Disclaimer: this post is one to file under “things I’m blogging in the hope that I find the answer more quickly next time”.
I switched to using SSH key auth for GitHub and Azure DevOps Repos a long time ago and never looked back. For a while I was using SSH keys without passphrases but got round to adding passphrases a while back. I set up the Windows OpenSSH Authentication Agent - the service defaults to Disabled so I set it as Automatic start and nudged it to Running. (For more information, see the docs on installing Windows OpenSSH)
With the Agent running I could run
ssh-add to add my keys (prompting me for my pass phrase). Since I have these keys added to GitHub, I could test my ssh connection to GitHub using
ssh -T email@example.com. This all worked so I was happy.
I have been using WSL quite a bit recently and configured to forward SSH requests to the Windows SSH Agent (that’s a topic for another post), and the same
ssh -T firstname.lastname@example.org works in WSL, too.
Since configuring this, I’ve been happily working with
git in the terminal with WSL for a while. Today I wanted to work with some code that I had cloned in Windows, so ran a
git remote update to check that I was up-to-date, but that prompted me for my passphrase. At this point I was confused: this is all working fine in WSL without prompting me, and WSL is configured to forward the SSH auth to the OpenSSH Agent in Windows!
After staring at the screen and retrying the command to make sure, I re-ran the
ssh -T email@example.com command in Windows and that ran fine (without prompting me).
Cue lightbulb moment (actually there was some muttering to myself while pacing the office that preceeded this): git ships with its own ssh! (at least git for Windows does). There’s a hint towards that in these GitHub docs where they say to start Git Bash to run
Get-Command ssh.exe in PowerShell pointed me to the OpenSSH installation at
C:\WINDOWS\System32\OpenSSH\ssh.exe. So when I was running
ssh -T firstname.lastname@example.org that was using the OpenSSH
ssh.exe and connecting to the Open SSH Authentication Agent where I had added the keys.

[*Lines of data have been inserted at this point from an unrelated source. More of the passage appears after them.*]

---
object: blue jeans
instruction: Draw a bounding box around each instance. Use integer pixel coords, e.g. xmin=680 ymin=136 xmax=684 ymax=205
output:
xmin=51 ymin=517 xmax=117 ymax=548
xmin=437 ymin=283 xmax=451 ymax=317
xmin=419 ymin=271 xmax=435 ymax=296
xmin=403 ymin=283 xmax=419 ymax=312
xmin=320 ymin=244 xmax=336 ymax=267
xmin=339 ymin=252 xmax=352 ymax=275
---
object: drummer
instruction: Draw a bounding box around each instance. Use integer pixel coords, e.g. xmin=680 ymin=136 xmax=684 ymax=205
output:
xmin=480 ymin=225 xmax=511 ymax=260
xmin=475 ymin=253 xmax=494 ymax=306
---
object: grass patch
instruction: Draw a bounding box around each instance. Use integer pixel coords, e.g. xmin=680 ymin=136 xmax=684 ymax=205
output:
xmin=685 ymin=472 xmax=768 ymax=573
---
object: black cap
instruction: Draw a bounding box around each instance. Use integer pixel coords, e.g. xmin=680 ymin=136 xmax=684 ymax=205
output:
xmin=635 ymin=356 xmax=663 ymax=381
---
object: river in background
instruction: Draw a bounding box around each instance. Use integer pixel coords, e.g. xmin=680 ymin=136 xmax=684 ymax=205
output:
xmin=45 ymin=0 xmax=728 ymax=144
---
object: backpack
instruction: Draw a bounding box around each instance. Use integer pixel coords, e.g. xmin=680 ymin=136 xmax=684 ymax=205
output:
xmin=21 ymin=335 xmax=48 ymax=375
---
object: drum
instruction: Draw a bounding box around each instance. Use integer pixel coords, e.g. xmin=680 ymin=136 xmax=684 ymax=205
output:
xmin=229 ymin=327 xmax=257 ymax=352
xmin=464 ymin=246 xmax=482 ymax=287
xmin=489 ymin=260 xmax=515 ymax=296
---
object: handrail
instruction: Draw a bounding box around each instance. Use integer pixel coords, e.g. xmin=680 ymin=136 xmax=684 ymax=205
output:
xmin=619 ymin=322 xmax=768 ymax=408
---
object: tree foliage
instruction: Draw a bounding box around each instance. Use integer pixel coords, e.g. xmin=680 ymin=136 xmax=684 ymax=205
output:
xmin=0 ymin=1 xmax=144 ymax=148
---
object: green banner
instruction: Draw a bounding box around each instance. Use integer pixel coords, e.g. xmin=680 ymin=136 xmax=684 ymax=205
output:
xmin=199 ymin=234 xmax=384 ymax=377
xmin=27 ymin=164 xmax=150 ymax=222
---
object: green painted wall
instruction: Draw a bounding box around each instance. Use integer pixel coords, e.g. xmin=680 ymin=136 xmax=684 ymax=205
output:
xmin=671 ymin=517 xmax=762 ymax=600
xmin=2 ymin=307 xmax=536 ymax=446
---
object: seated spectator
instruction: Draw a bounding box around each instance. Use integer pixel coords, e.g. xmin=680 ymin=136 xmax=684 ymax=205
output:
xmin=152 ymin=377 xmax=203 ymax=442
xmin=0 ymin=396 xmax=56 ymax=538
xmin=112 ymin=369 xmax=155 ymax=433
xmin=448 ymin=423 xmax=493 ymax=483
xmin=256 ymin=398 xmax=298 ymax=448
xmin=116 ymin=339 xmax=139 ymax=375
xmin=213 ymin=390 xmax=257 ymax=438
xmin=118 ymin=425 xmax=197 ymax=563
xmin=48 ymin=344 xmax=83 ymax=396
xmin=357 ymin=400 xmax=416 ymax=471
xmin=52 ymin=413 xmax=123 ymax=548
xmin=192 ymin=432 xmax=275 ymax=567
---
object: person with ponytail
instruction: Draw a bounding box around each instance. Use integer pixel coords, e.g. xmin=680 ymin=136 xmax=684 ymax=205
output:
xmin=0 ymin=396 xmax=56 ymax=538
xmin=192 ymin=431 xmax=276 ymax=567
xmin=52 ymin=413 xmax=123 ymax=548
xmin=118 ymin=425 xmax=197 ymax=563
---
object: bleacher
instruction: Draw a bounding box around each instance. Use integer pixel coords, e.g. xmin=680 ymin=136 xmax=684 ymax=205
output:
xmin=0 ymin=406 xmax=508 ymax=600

When git was running SSH, it was running its own
ssh and was blissfully unaware of the agent I had added the keys to.
To fix this I ran
$env:GIT_SSH="C:\Windows\System32\OpenSSH\ssh.exe" to set the
GIT_SSH environment variable described here. Note that I ran this as a way to test that this worked, but it only sets the environment variable for that instance of PowerShell. The real fix is to set this environment variable at the machine level to avoid hitting the issue again.
git remote update worked, without prompting me (now that it was using the SSH agent where I had configured the keys)!